Faculty Checklist
Faculty members seeking to develop a successful proposal should keep track of their efforts using this handy checklist. You may download the Faculty Checklist here. The document is also accessible online via Google Drive. In addition to the Faculty Checklist, please review the following:
Steps for Developing a Successful Proposal
- Proposal development is an iterative process. At the beginning, plan to spend more time planning and thinking than writing.
- You can have more funding options if you are flexible about your project. For example, if some work you planned to do on the St. Olaf campus can be partially accomplished or presented in the Twin Cities, you may create opportunities to work with a Twin Cities foundation.
- However, don’t change core aspects of your project to fit the guidelines of a foundation or government opportunity.
- Start with a 1-2 page concept draft. This can be a very informal outline or unpolished prose. Set forth key aspects of the project and shape the case you’ll make for it:
- Key Questions:
- What is the opportunity or problem you want to address?
- Why is it important? To whom?
- What prepare St. Olaf and/or you to address it?
- Why now?
- Over what period of time?
- What knowledge will result that we don’t currently know?
- How does this project advance your professional goals and/or St. Olaf priorities?
- What resources are needed to complete the project (time, money, access, collaborators, library materials, software, space)?
- What activities/outcomes/products will be accomplished?
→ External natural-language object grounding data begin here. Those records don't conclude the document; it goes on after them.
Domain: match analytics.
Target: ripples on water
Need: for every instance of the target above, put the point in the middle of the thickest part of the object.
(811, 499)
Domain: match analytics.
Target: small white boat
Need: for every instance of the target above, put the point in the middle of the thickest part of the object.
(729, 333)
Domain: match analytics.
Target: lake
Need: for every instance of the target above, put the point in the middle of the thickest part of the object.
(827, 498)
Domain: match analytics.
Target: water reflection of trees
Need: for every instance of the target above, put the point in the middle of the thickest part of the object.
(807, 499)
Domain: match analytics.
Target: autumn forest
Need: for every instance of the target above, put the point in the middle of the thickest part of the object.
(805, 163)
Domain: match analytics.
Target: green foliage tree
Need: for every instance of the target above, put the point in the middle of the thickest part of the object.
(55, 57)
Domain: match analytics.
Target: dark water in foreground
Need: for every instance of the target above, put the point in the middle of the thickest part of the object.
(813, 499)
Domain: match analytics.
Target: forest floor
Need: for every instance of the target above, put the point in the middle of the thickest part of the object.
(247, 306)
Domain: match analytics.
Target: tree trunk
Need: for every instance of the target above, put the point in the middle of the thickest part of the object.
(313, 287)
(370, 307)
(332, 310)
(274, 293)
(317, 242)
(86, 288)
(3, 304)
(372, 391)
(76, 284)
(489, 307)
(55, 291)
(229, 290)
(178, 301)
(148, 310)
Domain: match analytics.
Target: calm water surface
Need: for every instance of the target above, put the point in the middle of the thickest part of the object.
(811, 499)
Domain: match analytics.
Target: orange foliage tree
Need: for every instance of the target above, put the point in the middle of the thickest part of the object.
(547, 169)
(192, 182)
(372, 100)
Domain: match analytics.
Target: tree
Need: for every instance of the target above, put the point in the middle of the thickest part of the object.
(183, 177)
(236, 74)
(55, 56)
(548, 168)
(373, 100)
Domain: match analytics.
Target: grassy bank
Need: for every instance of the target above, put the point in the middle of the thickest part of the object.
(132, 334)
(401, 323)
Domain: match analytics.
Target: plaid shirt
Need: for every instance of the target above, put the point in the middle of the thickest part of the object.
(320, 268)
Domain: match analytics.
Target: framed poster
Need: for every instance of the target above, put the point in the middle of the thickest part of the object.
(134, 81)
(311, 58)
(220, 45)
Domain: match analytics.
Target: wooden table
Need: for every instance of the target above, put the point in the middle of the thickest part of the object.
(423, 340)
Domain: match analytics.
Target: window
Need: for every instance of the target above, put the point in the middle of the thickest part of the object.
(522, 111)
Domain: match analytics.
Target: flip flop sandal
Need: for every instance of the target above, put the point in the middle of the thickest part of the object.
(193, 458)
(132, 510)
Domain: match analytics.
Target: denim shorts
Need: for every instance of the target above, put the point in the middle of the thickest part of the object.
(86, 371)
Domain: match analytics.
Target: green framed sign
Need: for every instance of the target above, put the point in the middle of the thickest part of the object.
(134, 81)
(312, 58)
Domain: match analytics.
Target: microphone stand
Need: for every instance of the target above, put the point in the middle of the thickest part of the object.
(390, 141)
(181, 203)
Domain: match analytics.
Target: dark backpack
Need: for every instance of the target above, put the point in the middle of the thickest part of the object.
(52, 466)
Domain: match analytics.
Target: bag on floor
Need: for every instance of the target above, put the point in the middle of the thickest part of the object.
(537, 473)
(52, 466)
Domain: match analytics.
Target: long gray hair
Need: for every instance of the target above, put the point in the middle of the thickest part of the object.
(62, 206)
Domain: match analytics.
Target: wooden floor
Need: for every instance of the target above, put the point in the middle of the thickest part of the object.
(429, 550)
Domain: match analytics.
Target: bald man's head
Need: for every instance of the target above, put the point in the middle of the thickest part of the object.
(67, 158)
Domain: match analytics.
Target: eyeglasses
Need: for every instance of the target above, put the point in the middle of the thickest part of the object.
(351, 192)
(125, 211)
- What else has been tried?
- Why do you think this project will succeed?
- What will success look like?
- How will success be measured?
- How will you disseminate results?
- Can this project be replicated?
- Will the project continue once grant funding ends?
- Key Questions:
- Circulate your concept draft to colleagues who know the work and those who will help by asking you good questions, including staff in GFCR. Consult with your chair, and others at St. Olaf who can help your project succeed.
- Begin the search for funding at least eighteen months prior to the start date of your project.
- In conjunction with GFCR staff, make inquiries of funders to gauge interest/alignment of your project.
- Read the guidelines. Read them again. Follow them. Proposals may be rejected for failure to observe page limitations, type sizes, deadlines, CV formats and other requirements.
- Give careful attention to the organization of your proposal. Use subheads, transitions, summaries and other tools to help the reader. Remember, yours will be one of dozens or even hundreds of proposals under review.
- Know your audience and write accordingly. Will your proposal be reviewed by peers or by other professionals who may not know your field? Clarity is generally preferable to complexity.
- Anticipate reviewers’ questions and address them in your narrative. Don’t make reviewers guess why you are asking for a research assistant or whether your language skills are good enough to do research abroad or why you require this software.
- Show rather than tell. Use data to support claims. Draw clear conclusions from paragraphs that describe context background or controversy.
- In most cases, you can request support for your project from more than one foundation or agency. Be sure to tailor your proposal to each organization to which you apply. Foundations and agencies have distinct missions and goals. Be sure the proposal reflects the funder’s imperatives as well as your own.
- Start the Proposal Clearance process early.
- Be careful of what you ask for, because you may get it.